Om de continuïteit van de noodzakelijke hulp en ondersteuning voor [minderjarige 1] en de moeder te waarborgen, zal de kinderrechter de termijn van de ondertoezichtstelling verlengen en een machtiging tot uithuisplaatsing in een traject voor begeleide kamerbewoning verlenen. De kinderrechter heeft laten meewegen dat [minderjarige 1] en haar ouders zich kunnen vinden in het door bjz uitgezette traject gericht op het zo zelfstandig mogelijk worden van [minderjarige 1].

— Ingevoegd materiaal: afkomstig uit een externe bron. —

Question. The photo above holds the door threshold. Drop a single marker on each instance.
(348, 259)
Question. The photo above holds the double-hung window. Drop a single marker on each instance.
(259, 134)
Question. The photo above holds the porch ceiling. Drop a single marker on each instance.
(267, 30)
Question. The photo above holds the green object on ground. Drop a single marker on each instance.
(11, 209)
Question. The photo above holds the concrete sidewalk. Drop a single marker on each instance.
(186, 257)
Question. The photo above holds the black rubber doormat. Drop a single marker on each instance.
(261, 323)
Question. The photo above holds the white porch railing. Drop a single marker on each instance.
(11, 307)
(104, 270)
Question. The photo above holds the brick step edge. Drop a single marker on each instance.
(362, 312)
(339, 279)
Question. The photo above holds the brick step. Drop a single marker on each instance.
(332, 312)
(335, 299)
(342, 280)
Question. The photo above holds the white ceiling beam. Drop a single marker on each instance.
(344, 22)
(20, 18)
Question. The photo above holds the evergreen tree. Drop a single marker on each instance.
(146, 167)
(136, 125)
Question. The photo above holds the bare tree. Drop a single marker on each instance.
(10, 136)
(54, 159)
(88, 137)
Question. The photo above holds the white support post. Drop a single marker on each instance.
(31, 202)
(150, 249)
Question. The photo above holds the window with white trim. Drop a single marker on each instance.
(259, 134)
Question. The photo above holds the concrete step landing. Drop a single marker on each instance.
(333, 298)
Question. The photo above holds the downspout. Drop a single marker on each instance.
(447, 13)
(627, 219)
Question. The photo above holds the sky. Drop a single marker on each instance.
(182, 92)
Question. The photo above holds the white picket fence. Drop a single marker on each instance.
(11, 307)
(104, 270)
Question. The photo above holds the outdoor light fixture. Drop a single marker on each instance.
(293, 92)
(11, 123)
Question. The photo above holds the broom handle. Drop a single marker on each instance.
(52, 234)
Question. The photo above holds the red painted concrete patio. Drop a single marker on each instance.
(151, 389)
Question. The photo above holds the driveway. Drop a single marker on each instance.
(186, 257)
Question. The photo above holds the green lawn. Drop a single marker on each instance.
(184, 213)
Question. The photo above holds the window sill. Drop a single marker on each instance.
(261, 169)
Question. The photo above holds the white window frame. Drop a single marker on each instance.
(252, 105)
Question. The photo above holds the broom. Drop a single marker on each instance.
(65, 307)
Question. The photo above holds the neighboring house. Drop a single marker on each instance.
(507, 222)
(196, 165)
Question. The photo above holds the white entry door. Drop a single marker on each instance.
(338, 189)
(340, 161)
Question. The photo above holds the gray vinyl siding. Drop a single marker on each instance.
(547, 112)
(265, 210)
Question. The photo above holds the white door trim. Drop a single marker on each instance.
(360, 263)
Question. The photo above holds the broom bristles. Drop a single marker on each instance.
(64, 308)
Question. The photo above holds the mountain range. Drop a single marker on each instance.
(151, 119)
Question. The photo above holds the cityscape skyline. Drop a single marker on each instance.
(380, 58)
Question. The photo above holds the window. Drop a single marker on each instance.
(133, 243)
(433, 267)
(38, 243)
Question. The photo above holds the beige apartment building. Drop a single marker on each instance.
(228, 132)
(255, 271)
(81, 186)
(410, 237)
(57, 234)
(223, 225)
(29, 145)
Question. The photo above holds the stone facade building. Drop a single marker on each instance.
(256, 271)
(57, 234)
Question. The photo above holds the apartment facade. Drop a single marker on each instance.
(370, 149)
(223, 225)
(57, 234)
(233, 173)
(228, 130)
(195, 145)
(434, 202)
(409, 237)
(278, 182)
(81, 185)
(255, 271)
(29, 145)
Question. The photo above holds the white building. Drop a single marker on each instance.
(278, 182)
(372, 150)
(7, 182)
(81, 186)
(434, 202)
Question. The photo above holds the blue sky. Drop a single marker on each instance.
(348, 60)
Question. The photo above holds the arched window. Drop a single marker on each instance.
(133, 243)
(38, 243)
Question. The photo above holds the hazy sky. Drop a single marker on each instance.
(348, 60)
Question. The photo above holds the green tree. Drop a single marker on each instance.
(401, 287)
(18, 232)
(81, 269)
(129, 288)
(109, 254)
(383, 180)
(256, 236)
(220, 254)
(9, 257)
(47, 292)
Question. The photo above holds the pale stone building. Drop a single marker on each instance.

Ten aanzien van [minderjarige 2] overweegt de kinderrechter het volgende.

Uit de stukken blijkt dat de relatie tussen [minderjarige 2] en [minderjarige 1] in de thuissituatie zich kenmerkt(e) door veel verbaal en af en toe fysieke agressie. Deze negatieve conflicten hebben een negatieve invloed op zijn functioneren en zijn gevoel van veiligheid (gehad). Behalve de veelvuldige conflicten met zijn zus is hij ook veelvuldig getuige (geweest) van de conflicten tussen zijn moeder en zus. Gebleken is dat tijdens de periode dat [minderjarige 1] in de [instelling] verbleef [minderjarige 2] rust en veiligheid heeft ervaren. De uithuisplaatsing van [minderjarige 1] kan mogelijk in positieve zin bijdragen aan het verminderen van de zorgen over zijn ontwikkeling, zoals die blijken uit de voorgeschiedenis. De systeemhulp die wordt ingezet zal zich niet alleen richten op de communicatie tussen de gezinsleden in de nieuwe situatie waarin [minderjarige 1] op meer fysieke afstand van het gezin staat, maar ook op het in kaart brengen van het welbevinden van [minderjarige 2] en de wijze waarop hij zich herstelt van de onrust die er jarenlang in het gezin is geweest. Op basis van de bevindingen zal - indien nodig - individuele hulp voor [minderjarige 2] gestart worden. Ook zal bekeken worden hoe de moeder zich na de verhuizing van [minderjarige 1] herstelt. Zij heeft aangegeven, dat zij al zodanig lang is overvraagd in haar mogelijkheden dat zij haar gemoedstoestand als overspannen omschrijft. Het is dan ook belangrijk dat de wijze waarop de moeder zich herstelt gevolgd wordt en er aandacht is voor de vraag of zij voldoende draagkracht heeft om aan te kunnen sluiten bij de behoeften van [minderjarige 2] dan wel daar hulp bij nodig heeft.

De kinderrechter acht, gelet op het voorgaande, het van belang dat er een gezinsvoogd bij het gezin betrokken blijft die [minderjarige 2] en de moeder zal begeleiden en ondersteunen waar nodig.

BESLISSING

verlengt de termijn van de ondertoezichtstelling ten aanzien van de minderjarigen

[minderjarige 1] en [minderjarige 2] met een jaar, ingaande 6 november 2010, met behoud van de opdracht van de ondertoezichtstelling aan het bureau jeugdzorg Groningen (bjz) te Groningen, p/a Postbus 1203;

verleent voorts een machtiging tot uithuisplaatsing van [minderjarige 1] in een traject voor begeleide kamerbewoning, met ingang van 6 november 2010, voor de duur van de ondertoezichtstelling;

verklaart deze beschikking uitvoerbaar bij voorraad.

Deze beslissing is gegeven te Groningen door mr. D.A. Flinterman, kinderrechter, in tegenwoordigheid van de griffier en uitgesproken ter openbare terechtzitting van

12 oktober 2010.

WJD

Van deze beschikking kan hoger beroep worden ingesteld binnen drie maanden na de dag van deze uitspraak door indiening van een beroepschrift ter griffie van het Gerechtshof te Leeuwarden.